Why is it that ATi's new 3870 series completely whip Nvidia in specifications, but they just can't seem to beat Nvidia's 8800 Ultra? Is it a driver issue with ATi or is their hardware design? Nvidia has 128 unified processors; ATi has 320. Nvidia's core clock is 612; ATi ranges in the 700's. Nvidia's mem clock is 2000MHz; ATi's is 2400MHz. Why isn't ATi winning with these cards? They should be.
It's a little of both. Another issue is that AMDTi still lags behind Nvidia in Developer Relations. Nvidia simply has better DevRel. Don't let the LISTED specs fool you. Both architectures are vastly different. The main core speed of Nvidia's cards may be slower than their AMDTi counterparts, but their Shader Clocks are much much higher. The current AMDTi architectures are much more dependant on Shader Math dependencies than the simpler Scalar architecture of Nvidia's. This means that AMDTi cards require more optimizations in their drivers, compilers, and even shaders to perform near peak.
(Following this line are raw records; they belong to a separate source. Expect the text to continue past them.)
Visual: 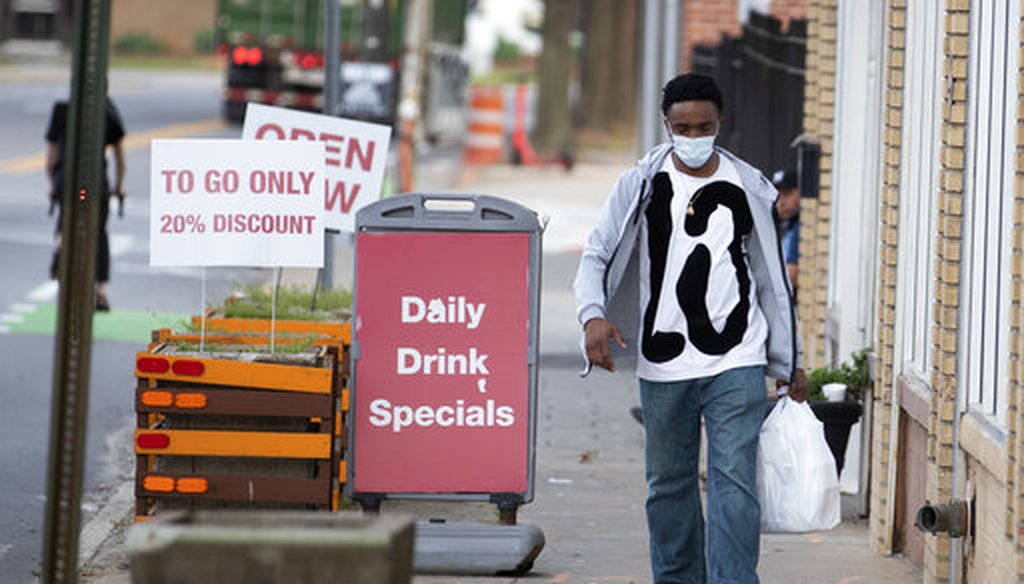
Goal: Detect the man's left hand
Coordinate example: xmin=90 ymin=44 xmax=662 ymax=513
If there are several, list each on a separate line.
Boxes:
xmin=787 ymin=369 xmax=810 ymax=402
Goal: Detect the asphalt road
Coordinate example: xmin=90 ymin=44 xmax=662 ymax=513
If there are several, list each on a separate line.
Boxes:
xmin=0 ymin=62 xmax=266 ymax=583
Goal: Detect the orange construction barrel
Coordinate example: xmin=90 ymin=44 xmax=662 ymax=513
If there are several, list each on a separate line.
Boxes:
xmin=463 ymin=86 xmax=505 ymax=164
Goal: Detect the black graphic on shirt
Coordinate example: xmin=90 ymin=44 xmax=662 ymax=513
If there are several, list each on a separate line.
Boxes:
xmin=640 ymin=172 xmax=686 ymax=363
xmin=676 ymin=180 xmax=754 ymax=354
xmin=641 ymin=172 xmax=754 ymax=363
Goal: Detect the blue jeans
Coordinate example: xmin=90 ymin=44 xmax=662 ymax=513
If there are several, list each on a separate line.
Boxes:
xmin=640 ymin=366 xmax=766 ymax=584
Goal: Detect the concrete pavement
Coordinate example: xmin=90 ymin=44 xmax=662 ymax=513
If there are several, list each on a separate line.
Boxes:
xmin=72 ymin=147 xmax=921 ymax=584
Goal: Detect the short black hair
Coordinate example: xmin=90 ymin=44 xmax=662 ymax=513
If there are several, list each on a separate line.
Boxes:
xmin=771 ymin=168 xmax=799 ymax=191
xmin=662 ymin=73 xmax=722 ymax=116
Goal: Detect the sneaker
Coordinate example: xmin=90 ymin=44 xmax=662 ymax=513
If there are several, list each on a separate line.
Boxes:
xmin=630 ymin=406 xmax=643 ymax=424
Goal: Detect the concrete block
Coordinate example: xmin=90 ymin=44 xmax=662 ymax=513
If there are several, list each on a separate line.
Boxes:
xmin=413 ymin=522 xmax=545 ymax=576
xmin=127 ymin=511 xmax=415 ymax=584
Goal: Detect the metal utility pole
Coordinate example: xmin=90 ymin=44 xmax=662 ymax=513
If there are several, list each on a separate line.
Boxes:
xmin=318 ymin=0 xmax=341 ymax=290
xmin=362 ymin=0 xmax=388 ymax=62
xmin=41 ymin=0 xmax=111 ymax=584
xmin=398 ymin=0 xmax=434 ymax=193
xmin=638 ymin=0 xmax=681 ymax=155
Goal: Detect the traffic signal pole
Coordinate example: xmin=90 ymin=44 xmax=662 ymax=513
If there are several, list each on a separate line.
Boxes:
xmin=41 ymin=0 xmax=111 ymax=584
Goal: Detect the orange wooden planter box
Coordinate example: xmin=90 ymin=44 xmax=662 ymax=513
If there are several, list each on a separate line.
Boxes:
xmin=134 ymin=319 xmax=350 ymax=520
Also the fact that they're also behind their Nvidia counter parts in Texturing/Filtering performance doesn't help matters much.
The first thing to be noted is that in theory a Radeon HD 3870 cannot outperform a GeForce 8800 Ultra. They can, however, compete with the GTX cards in the best case. Now, as to why the performance of the HD 2900 and HD 3800 cards is lacking: 1) VLIW (Very Long Instruction Word) architecture of the stream processors. ATI has an architecture with 64 shader processors that can perform 5 operations per second optimally, this leads to a total of 320 "stream processors". NVIDIA's G80 has a scalar design with 128 processors which do exactly as advertised in most cases (=128 operations, 256 in some very specific cases). If the shader is not optimized enough and does not map well to the Radeon architecture, the 5 sub-units within each shader processor are not fully utilized, due to which the performance of the architecture is reduced. The compiler of the driver has to therefore work very hard to re-order and re-arrange the shader instructions such that all 5 sub-units (or at least as many as possible) are active. 2) Texture operations. The Radeon HD 3800 and 2900 lacks ROP power significantly as compared to their NVIDIA counterparts. This hurts them in situations that are fillrate limited or texture bound. I have a feeling this also hurts them during scenarios where lots of AA is needed, but I cannot confirm this. 3) The R6xx family lacks hardware AA resolve, which their NVIDIA counterparts can do. This functionality is instead done via the shader processors, which costs performance. This, combined with the texture operations deficiency, is probably the biggest problem of the entire R6xx family. 4) NVIDIA, having brought out DX10 compliant hardware as well as having a competent and good developer relations team, has the benefit of having most developers optimize for their hardware. With proper optimization of shader code, a Radeon HD 3870 can perform on par with a GeForce 8800 GTX in shader-limited scenarios. However, this just isn't happening. Better drivers, with a better shader compiler is the only way one can hope to see improvements. Hopefully improvements will be coming....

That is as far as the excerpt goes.